We are running a multi-tenant DC network, spanning 3 sites. The network has three layers (per site): DC-LAN, DC-EDGE and DC-WAN-CORE. DC-EDGE is used for connecting all incoming circuits (internet, all sorts of wan connections). DC-LAN is used for connecting workloads. DC-WAN-CORE connects 3 sites together.
Right now, we are using MPLS-L3VPNs between DC-LAN, DC-EDGE and DC-WAN-CORE. DC-LAN (L2 part) is a traditional network with VPC and OTV.
We want to move to VXLAN/BGP-EVPN for DC-LAN. But what to do with DC-EDGE and DC-WAN-CORE? Still use MPLS (but with SR instead of LDP) or also use VXLAN/BGP-EVPN? In the last option, we could use (Cisco) N9k only boxes. In the first option, we could also use only N9k boxes, but then using real routers in the DC-EDGE makes more sense to have more routing capabilities and insights at the border of your network.
Can we do a generic DC deploy – a site with pair of ISPs, requirement of segmentation and connectivity to cloud and other locations.
Between MLAGs and EVPN is there anything else available as an option?
Can you talk about how you would design a branch office these days? Again would you necessarily do EVPN or SDA, which would be an overkill for an office with 100-200 people in it (I am not talking about college campuses).
Why don’t we use Spine Leaf design for service provider transport networks? Is Clos design only for DC why can’t we use outside DC?
It would be interesting to hear about leaf and spine architectures in an enterprise/campus network. I assume that the service provider case is very similar, but a large enterprise or campus has different operational and security models. Possibly a place to discuss how Charles Clos has taken over the networking world now that switches are non-blocking. Bell Labs and the carriers strike back! :-)
It would be interesting to go over adapting leaf and spine for ISPs or probably IXPs. Most of the materials that are currently available are focused on the datacenters with more of compute and storage nodes not ISPs and service based fabric. What do you think?
- Why should we have multiple server uplinks?
- Should we use LAG or individual uplinks between servers and ToR switches?
- How could a server detect upstream path failure?
- Multihoming a server into a layer 2 domain that stretches beyond a single switch (EVPN/VXLAN, upside down STP based tree, etc)
- Running a routing process such as FRR on the server itself – here the service IP is a loopback and the server NICs are nothing more than BGP speaking transit interfaces. In this case BGP is used to signal to the server which path is active end-to-end.
- SmartNICs (aka DPUs) where the NIC runs a routing process like BGP north, but present basic traditional L2 to the OS. The advantage of this is the OS would only need a single NIC presented to it, and then the DPU would effectively be a 3 or 4 port switch. 1 or 2 ports presented to the OS (in case server admin truly believes they want to bond something for HA) and ports 3 and 4 are running routing to the TOR switch.
- Then there is a special consideration to be given to hypervisors such as ESXi. On ESXi I can neither monitor gateway APR nor I can run FRR, so effectively unless VMware made something, the only possible solution to the problem is a SmartNIC.

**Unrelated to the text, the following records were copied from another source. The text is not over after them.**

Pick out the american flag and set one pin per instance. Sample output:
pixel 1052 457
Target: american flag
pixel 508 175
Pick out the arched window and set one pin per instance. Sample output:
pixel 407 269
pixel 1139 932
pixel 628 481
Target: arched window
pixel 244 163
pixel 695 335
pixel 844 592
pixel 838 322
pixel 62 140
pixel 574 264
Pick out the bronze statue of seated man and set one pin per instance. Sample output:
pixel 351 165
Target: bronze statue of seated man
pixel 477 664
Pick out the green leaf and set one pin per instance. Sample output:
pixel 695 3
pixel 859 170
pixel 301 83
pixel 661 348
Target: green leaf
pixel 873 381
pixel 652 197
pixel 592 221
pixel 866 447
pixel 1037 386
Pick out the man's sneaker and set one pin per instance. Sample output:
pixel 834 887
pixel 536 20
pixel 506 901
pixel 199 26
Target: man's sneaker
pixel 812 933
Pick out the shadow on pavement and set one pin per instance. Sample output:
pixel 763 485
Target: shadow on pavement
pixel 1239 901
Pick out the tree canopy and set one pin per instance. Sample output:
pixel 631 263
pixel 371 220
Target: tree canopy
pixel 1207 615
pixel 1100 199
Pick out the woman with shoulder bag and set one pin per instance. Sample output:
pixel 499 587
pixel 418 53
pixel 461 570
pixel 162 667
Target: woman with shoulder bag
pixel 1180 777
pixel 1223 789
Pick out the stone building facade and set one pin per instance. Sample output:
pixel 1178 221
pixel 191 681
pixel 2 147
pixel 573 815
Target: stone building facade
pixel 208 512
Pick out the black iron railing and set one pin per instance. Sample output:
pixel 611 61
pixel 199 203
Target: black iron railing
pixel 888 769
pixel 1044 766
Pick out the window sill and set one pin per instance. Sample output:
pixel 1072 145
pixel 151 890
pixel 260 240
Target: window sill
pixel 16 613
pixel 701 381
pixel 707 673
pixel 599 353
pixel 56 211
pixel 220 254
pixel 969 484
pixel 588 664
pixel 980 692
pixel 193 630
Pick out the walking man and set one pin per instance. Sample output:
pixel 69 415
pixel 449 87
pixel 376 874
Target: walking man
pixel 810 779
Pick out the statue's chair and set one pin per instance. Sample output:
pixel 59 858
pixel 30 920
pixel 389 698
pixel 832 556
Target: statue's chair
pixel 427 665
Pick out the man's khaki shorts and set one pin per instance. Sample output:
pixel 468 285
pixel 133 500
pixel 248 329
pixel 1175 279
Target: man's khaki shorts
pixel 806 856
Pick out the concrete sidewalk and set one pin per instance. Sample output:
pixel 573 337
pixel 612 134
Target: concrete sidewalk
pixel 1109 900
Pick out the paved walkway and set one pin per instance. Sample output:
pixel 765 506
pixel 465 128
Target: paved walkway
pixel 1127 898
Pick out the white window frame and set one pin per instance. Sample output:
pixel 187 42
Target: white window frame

I know you said LAG/MLAG/bonding is a dead horse, but it seems like that’s not the case. In my company we put a moratorium on MLAG. We may permit LACP to a single switch, but we discourage it. The bond we promote is “linux type 1” (aka active/passive) and we ask the server admins to track the ARP for the gateway. I’m sure you realize why, but I’m going to state it anyway. The ARP tracking is to help the server realize that “the active” switch lost all uplinks, since by default the bonding driver only tracks link state and will not realize that the switch became isolated.
Challenges with that is there are bugs in ARP tracking code in bond driver. I also think conceptually, this is not a long term play. More host means more ARP, and more ARP means more load on the control plane which is usually running on a craptastic CPU so easy to overrun. More load on the CP, means rate policers need to be tweaked or the ARP requests get dropped and the bond drivers trigger failover.
Long story short, I’d like to discuss what other folks are doing about dual homing hosts that is not bonding a L2. We are trying to get FRR stack installed on linux boxes to route to the host, but so far server admins are super resisting to this.
The worst offenders
Special mention goes for ESXi which does not even support ARP tracking so it’s stuck in the link state tracking world (there is a feature called beacon probing, but it’s super weird as it requires 3 switches for some reason and who does 3 switches per host?)
And even more special mention goes to some storage vendors like Pure who will work only over MLAG. Our storage admins purchased an array without consulting with the network team and now it’s been sitting there collecting dust for the past 1.5yrs since the only way to connect it to the network in HA mode is to MLAG the A/B side switches and we don’t support that (not to mention that MLAG between A/B switches totally destroys the whole idea of SAN-A/SAN-B separation).